Burgundian Tower, Medieval defensive tower in Aigues-Mortes, France
The Burgundian Tower is a medieval defensive tower built into the town walls of Aigues-Mortes, in southern France. It is one of the smaller towers along the fortified perimeter, with thick stone walls and narrow openings that face the surrounding streets.
The walls of Aigues-Mortes were built in the 13th century under King Louis IX, and the tower was part of that original ring of fortifications. During the 15th century, in the course of the Hundred Years War, it became the site of a grim episode involving Burgundian soldiers whose bodies were preserved with salt inside its walls.
The tower's name recalls a violent episode in the town's past, when Burgundian soldiers were killed and their bodies kept inside the structure. Visitors standing in the bare stone room today can sense the weight of that history without any decoration or display to explain it.

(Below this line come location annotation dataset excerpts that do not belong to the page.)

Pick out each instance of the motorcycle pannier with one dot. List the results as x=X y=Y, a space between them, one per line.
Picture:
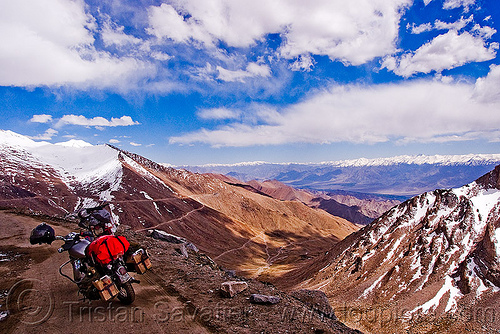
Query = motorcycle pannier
x=107 y=289
x=140 y=260
x=107 y=248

The tower is easy to spot from the path that runs along the town walls and fits naturally into a walk around the full fortified perimeter. Parts of the ramparts can be walked, giving a view of the tower from above as well as from street level.
The tower takes its name not from its architecture but from the practice of preserving Burgundian soldiers' bodies inside it with salt, a resource that was plentiful in the surrounding salt flats. That detail shaped the tower's identity for centuries after the event.